Until now, most reports regarding the association between chronic thyroiditis and IRPF were cases of Riedel's thyroiditis. Riedel's thyroiditis is a rare disease in which the thyroid gland is replaced by fibrous tissue; and Hay et al. reported that IRPF followed Riedel's thyroiditis in 30% of cases.8 However, there have been few reports of IRPF associated with Hashimoto's thyroiditis, which is the most common inflammatory condition of the thyroid gland. So far, only five cases associating Hashimoto's thyroiditis with IRPF have been published in English literature.9-13 The mean age of all patients was 60 years, with a range from 38 to 71 years, and the female gender was predominant. Our patient was a 67-year-old man, unlike the previous reports. Including the present patient, three out of five cases showed IRPF prior to autoimmune thyroiditis, and in one case autoimmune thyroiditis appeared after retroperitoneal fibrosis.
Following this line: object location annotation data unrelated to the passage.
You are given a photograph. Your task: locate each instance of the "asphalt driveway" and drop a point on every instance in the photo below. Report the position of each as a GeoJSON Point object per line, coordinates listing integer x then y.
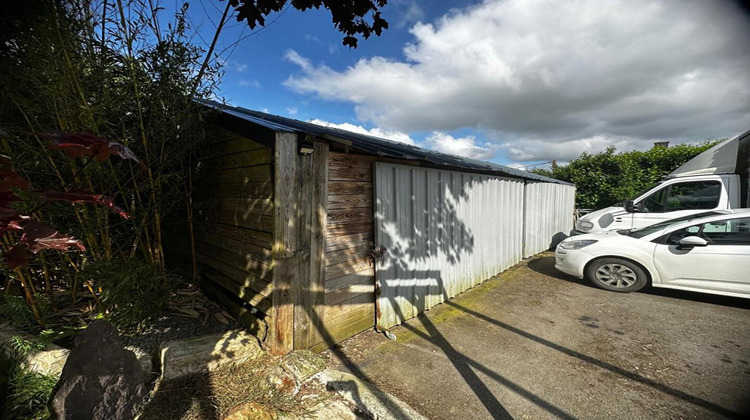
{"type": "Point", "coordinates": [534, 343]}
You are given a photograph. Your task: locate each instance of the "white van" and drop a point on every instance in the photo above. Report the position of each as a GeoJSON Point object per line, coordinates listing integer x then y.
{"type": "Point", "coordinates": [715, 179]}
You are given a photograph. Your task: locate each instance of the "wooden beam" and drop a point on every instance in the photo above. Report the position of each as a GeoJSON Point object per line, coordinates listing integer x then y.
{"type": "Point", "coordinates": [310, 291]}
{"type": "Point", "coordinates": [285, 233]}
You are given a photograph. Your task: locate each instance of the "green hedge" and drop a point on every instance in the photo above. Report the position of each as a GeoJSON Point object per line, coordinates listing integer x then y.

In the remaining case the two diseases occurred simultaneously, suggesting a need to monitor patients with retroperitoneal fibrosis for development of autoimmune thyroiditis.
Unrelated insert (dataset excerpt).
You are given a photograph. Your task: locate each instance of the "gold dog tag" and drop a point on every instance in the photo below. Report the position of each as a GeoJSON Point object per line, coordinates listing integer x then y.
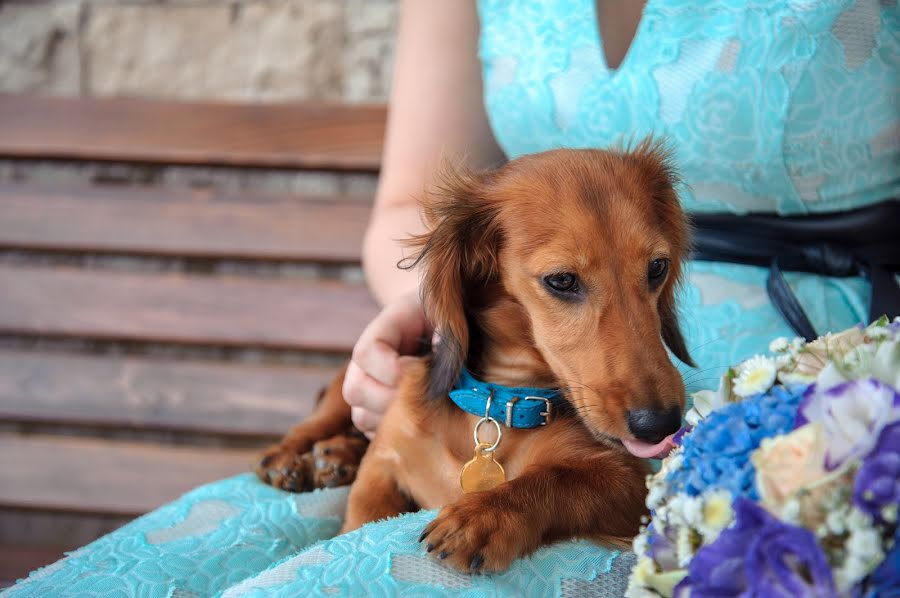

It is difficult to distinguish Riedel's thyroiditis from the fibrosing variant of Hashimoto's thyroiditis. Nearly all patients with Hashimoto's thyroiditis have high serum concentrations of autoantibodies and profound hypothyroidism.14 Although Riedel's thyroiditis is known to show less association with autoantibody, elevated autoimmune antibody levels could be observed in 67% of Riedel's thyroiditis.15 However, most patients with Riedel's thyroiditis are euthyroid, whereas few are hypothyroid.16 Therefore, we think the present case fits the clinical picture of Hashimoto's thyroiditis. Histological confirmation would be necessary for a more accurate diagnosis; but we could not define a definite goiter or mass, making aggressive biopsy difficult.
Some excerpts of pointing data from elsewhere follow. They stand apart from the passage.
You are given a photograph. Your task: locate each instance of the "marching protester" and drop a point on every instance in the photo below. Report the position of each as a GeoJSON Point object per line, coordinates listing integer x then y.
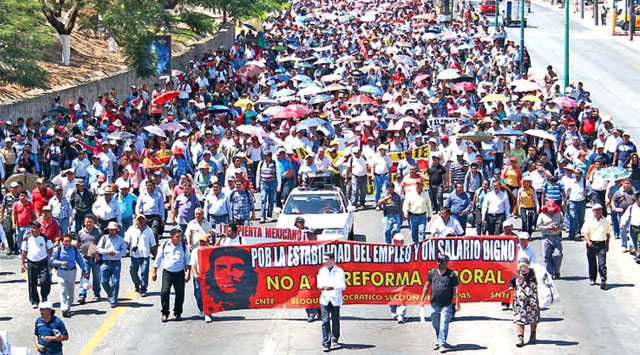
{"type": "Point", "coordinates": [36, 250]}
{"type": "Point", "coordinates": [597, 232]}
{"type": "Point", "coordinates": [141, 244]}
{"type": "Point", "coordinates": [442, 283]}
{"type": "Point", "coordinates": [331, 282]}
{"type": "Point", "coordinates": [111, 249]}
{"type": "Point", "coordinates": [525, 304]}
{"type": "Point", "coordinates": [174, 257]}
{"type": "Point", "coordinates": [64, 259]}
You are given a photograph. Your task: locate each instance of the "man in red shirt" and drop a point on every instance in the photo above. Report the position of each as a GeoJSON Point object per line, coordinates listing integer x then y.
{"type": "Point", "coordinates": [23, 214]}
{"type": "Point", "coordinates": [40, 196]}
{"type": "Point", "coordinates": [49, 226]}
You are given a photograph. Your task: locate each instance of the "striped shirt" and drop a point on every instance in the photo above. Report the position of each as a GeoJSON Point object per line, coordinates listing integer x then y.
{"type": "Point", "coordinates": [553, 192]}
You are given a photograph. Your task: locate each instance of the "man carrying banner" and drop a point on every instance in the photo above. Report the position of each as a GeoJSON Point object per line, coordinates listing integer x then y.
{"type": "Point", "coordinates": [331, 283]}
{"type": "Point", "coordinates": [443, 283]}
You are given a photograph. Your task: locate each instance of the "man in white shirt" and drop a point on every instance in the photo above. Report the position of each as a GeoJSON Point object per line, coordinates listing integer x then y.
{"type": "Point", "coordinates": [381, 164]}
{"type": "Point", "coordinates": [331, 282]}
{"type": "Point", "coordinates": [141, 243]}
{"type": "Point", "coordinates": [495, 209]}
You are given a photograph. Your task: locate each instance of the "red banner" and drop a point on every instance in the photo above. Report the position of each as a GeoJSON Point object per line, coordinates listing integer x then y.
{"type": "Point", "coordinates": [284, 274]}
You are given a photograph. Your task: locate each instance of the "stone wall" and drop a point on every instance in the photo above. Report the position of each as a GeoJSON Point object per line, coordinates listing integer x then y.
{"type": "Point", "coordinates": [33, 107]}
Usual management of the disease consists of surgical relief of the ureteral obstruction, followed by corticosteroids for the prevention of recurrence.17,18 Five of the previously-reported cases used a modest dose (20 - 30 mg) of prednisolone for treatment, which resulted in optimistic results in terms of retroperitoneal fibrosis and goiter size. Moulik et al. made a report on steroid responsiveness in a case of Riedel's thyroiditis and IRPF.19 They used a modest dose of prednisolone (30 mg daily) and stopped it after 8 - 10 months, observing a decrease in the patients' thyroglobulin antibodies and thyroid peroxidase antibodies. In our case, 72 mg/day of deflazacort was initially prescribed and the dose was then decreased to 6 mg/day. Unlike previous cases which maintained 75 - 150 mcg levothyoxine continuously, we stopped levothyroxine once hypothyroidism was well controlled with deflazacort. We also observed near-disappearance of the retroperitoneal mass after steroid treatment. Since the diseases developed concurrently and both showed a positive response to steroid therapy, our case may suggest an etiologic association between the two diseases and autoimmune pathogenesis of IRPF. Recently, as mentioned above, Kimisawa et al. proposed the existence of a new entity, "IgG4-related sclerosing disease", incorporating sclerosing pancreatitis, cholangitis, and retroperitoneal fibrosis.7 This entity is characterized by extensive IgG4-positive plasma cell and T-lymphocyte infiltration of various organs. It seems that our case could be described as retroperitoneal lesions of IgG4-related systemic disease. Unfortunately, we could not confirm this possibility because testing of serum IgG4 or staining of IgG4 in tissue was not available at our hospital.

In conclusion, we have reported an unusual case of autoimmune thyroiditis with IRPF which showed good response to steroid treatment. It is important for the physician to recognize the presence of autoimmune thyroiditis in the presence of IRPF and initiate steroid therapy for resolution of both diseases prior to surgery.